NEC to deploy supercomputer for German Aerospace Center (DLR)
NEC Corporation has announced that Deutsches Zentrum fur Luft- und Raumfahrt (DLR) – the German Aerospace Center – has awarded NEC with the delivery and installation of a new High Performance Computing (HPC) cluster solution, which constitutes one of the largest recent HPC tenders in Europe.
NEC will deliver and deploy a direct-liquid cooled HPC solution comprising 2,300 Gigabyte compute nodes based on the AMD EPYC 7601 processor, totaling up to 147,200 cores within a budget of more than 20 million Euros.
The new DLR cluster will be hosted and administrated by the Center for Information Services and High Performance Computing (ZIH) at the new Datacenter of the Technische Universitat Dresden (TU Dresden), according to the strategic scientific co-operation between NEC and DLR.
The very challenging frame conditions for power and energy efficiency of DLR and ZIH requires most of the total solution to be direct-liquid cooled (DLC), at a warm water inlet temperature of 35degC.
NEC employs a unique cooling solution with CPUs cooled directly and all other components employing secondary water cooling in closed racks.

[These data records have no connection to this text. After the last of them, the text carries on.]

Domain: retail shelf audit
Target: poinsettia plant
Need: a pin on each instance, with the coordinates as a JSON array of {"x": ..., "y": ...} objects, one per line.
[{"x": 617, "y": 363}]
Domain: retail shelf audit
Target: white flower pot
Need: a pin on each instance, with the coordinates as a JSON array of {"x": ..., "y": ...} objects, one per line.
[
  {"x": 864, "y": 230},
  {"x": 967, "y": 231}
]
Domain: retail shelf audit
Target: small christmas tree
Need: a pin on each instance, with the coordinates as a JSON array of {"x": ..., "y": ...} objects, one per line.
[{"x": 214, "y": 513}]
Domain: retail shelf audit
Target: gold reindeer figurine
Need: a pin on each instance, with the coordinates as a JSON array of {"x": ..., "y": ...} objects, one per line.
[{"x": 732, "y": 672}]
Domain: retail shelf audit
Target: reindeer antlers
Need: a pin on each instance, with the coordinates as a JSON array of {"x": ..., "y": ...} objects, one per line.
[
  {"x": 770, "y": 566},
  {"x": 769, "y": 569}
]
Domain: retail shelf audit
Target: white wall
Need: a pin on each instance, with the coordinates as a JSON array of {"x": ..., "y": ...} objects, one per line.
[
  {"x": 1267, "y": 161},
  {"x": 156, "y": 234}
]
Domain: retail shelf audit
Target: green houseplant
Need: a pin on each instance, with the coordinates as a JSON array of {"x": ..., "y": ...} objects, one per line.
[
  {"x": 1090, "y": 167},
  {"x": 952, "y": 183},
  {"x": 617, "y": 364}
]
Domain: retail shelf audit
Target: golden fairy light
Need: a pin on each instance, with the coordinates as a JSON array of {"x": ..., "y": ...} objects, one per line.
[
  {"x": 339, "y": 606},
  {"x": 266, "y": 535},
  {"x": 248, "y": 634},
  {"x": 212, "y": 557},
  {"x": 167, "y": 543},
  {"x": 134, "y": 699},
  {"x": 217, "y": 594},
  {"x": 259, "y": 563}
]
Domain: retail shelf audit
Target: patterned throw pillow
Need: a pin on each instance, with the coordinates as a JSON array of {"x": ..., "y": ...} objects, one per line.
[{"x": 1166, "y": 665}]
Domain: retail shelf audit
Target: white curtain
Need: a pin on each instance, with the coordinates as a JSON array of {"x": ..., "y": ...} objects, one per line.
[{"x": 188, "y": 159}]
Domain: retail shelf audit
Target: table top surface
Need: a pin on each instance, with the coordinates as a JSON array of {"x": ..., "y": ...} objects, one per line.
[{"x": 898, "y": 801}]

rmal insulation of the racks minimises inefficient air cooling in the computer room. The complete management of the solution includes such functions as a software environment for controlling the power consumption at runtime.
NEC partnered with CoolIT Systems and Gigabyte to design Passive Coldplate Loops for servers equipped with AMD EPYC CPUs. The entire system was developed to work with high coolant temperatures to provide additional opportunities for heat re-use.
Some non-DLC components are cooled by a thermally insulated liquid side-cooler solution supplied by Schafer IT.
The complete solution will include 116 large-memory nodes with a total of 58 Terabyte of main memory, 20 visualsation nodes with two NVIDIA P5000 GPUs for remote visualization with NICE DCV, and a Lustre-based parallel HPC storage from Data Direct Networks, with a total capacity of 17 Petabyte and an aggregated bandwidth of 180 Gigabyte/s for the fastest partition.
The high-speed interconnect is configured as a Mellanox HDR fabric in a Dragonfly+ setup.
“NEC has completely convinced us with their expertise and by the design of the total solution, which excellently fits to our very specific and highly challenging demands, especially for the energy efficiency and total power consumption management that are defined by the hosting environment.
‘There are few HPC solution providers in the world capable of delivering a solution like this, and NEC is surely one of them,” says Professor Dr. Norbert Kroll, acting director of the DLR Institute of Software Methods for Product Virtualisation in Dresden.
“We are very proud that DLR has chosen NEC as the HPC supplier for this very big project. DLR is one of the most renowned aerospace institutes in the world, with an impeccable reputation in high-end research and development, and we feel honoured to be entrusted with the realization of this highly innovative and demanding HPC solution,” said Yuichi Kojima, Vice President, HPC EMEA, NEC Deutschland.